In the 18th and 19th centuries, the perimeter of New Palace Yard was occupied by coffeehouses and taverns. It provided a site for public meetings such as the September 1838 rally in support of the People's Charter. Public access to New Palace Yard was restricted from 1866 after a demonstration held in Hyde Park for parliamentary reform turned violent. Edward Barry was commissioned to enclose the yard with railings standing 7 ft high, which were completed by February 1868. The works entailed major changes to the fabric of the yard, the surface of which was lowered by as much as 3 m in places. The yard was occasionally opened to the public to attend public speeches by the likes of William Ewart Gladstone, but is now treated as a secure area, closed to the public.

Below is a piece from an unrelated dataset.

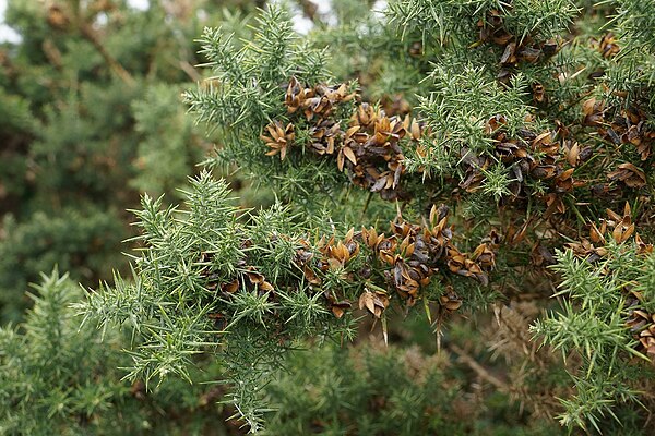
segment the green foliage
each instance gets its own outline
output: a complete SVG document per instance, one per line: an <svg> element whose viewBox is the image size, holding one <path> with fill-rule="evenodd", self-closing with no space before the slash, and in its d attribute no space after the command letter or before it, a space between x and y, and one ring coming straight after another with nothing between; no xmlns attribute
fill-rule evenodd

Between 1972 and 1974, an underground car park with 450 spaces was constructed underneath the yard for £2.5 million (equivalent to £ million in ).

==Terrorist attacks==

New Palace Yard has twice been the scene of terrorist attacks. On 31 March 1979, an Irish National Liberation Army car bomb killed MP Airey Neave as he exited the underground car park at New Palace Yard. On 22 March 2017, an Islamic terrorist crashed a car into the perimeter fence of the Palace grounds, after driving into pedestrians on the Westminster Bridge. After abandoning the vehicle, he ran into the New Palace Yard and fatally stabbed PC Keith Palmer, an unarmed police officer guarding the Carriage Gates. His armed colleagues then shot at the terrorist who later died at the scene.